Dans son bureau, le rédacteur en chef Nikola von Lorentz était assis sur le futon, concentré sur la télévision. Se trouvait diffusée une émission sur une chaîne d’information en continu à laquelle participait l’homme à la cravate rouge et au teint foncé :

« Nous allons leur faire payer, au gouvernement turc, au terroristes, tout le monde. D’ailleurs, quelle différence y a-t-il entre eux ? entendis-je celui-ci finir d’exposer.

— Bon, mais d’un autre côte, est-ce que vous n’avez pas une certaine responsabilité dans la mort de ce journaliste ? Il travaillait pour vous. Est-ce que vous n’auriez pas dû faire plus attention pour éviter ce drame ? Est-ce qu’il n’y a pas un peu une forme de négligence de votre part ?

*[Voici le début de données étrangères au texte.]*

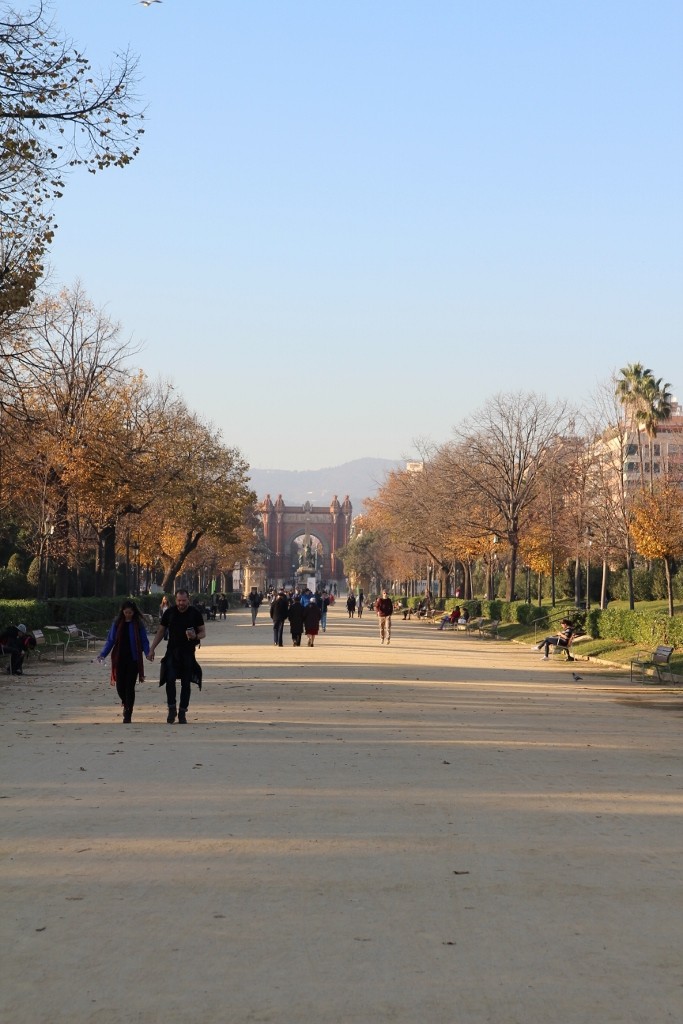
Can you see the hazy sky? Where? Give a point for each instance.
(351, 223)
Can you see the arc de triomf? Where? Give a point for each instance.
(285, 524)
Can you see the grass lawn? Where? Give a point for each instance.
(617, 651)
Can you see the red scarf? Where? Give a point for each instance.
(117, 647)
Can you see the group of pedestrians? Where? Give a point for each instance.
(354, 606)
(182, 627)
(305, 611)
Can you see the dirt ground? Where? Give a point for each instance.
(444, 830)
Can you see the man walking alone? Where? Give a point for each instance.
(185, 629)
(384, 609)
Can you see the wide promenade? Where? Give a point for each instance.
(442, 832)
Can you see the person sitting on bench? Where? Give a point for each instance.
(450, 617)
(562, 639)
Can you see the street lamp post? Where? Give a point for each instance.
(136, 567)
(49, 530)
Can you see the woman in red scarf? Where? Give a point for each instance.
(128, 641)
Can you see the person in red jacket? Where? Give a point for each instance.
(384, 609)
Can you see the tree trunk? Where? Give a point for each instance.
(105, 566)
(603, 585)
(172, 566)
(577, 583)
(513, 568)
(670, 591)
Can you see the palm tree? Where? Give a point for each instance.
(657, 410)
(634, 390)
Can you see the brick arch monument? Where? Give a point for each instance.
(284, 523)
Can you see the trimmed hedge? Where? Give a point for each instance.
(648, 629)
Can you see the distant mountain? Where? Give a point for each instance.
(359, 479)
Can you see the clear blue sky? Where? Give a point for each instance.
(351, 223)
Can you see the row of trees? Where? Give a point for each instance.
(534, 484)
(95, 458)
(56, 114)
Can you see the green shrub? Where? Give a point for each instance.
(14, 585)
(646, 629)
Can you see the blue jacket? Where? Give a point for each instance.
(111, 639)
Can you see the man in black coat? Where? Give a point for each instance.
(279, 612)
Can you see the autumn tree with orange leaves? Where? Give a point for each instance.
(657, 528)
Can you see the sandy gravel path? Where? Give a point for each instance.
(446, 830)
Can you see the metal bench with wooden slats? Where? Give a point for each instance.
(658, 659)
(52, 640)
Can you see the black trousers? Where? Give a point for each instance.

— Non, affirma le ténébreux d’un air grave.

— Vraiment ? insinua le présentateur avant même la fin de la réponse.

— Mettez-vous bien ça dans la tête, Le Dernier n’a commis absolument aucune faute, peu importe vos fantasmes. Au contraire, nous sommes les victimes dans cette histoire. On vide un chargeur sur un journaliste à la sortie de son hôtel en Turquie et la seule réaction que cela provoque, c’est la haine contre nous. Et je trouve cela tout aussi bizarre qu’aucune rédaction en France n’ait jugé utile de s’en indigner. Pire, qu’il y ait des gens pour oser s’en réjouir. Ne sont-ils pas en quelque sorte complices de cet assassinat ? Dans ce pays on viole la loi comme on viole les femmes, impunément. Mais je veux dire ceci. Tôt ou tard, ils devront rendre des comptes.

— Bien, Garry Reus, rédacteur en chef au journal Le Dernier, merci d’avoir été avec nous, il est huit heures cinquante-neuf, merci de nous avoir suivis. »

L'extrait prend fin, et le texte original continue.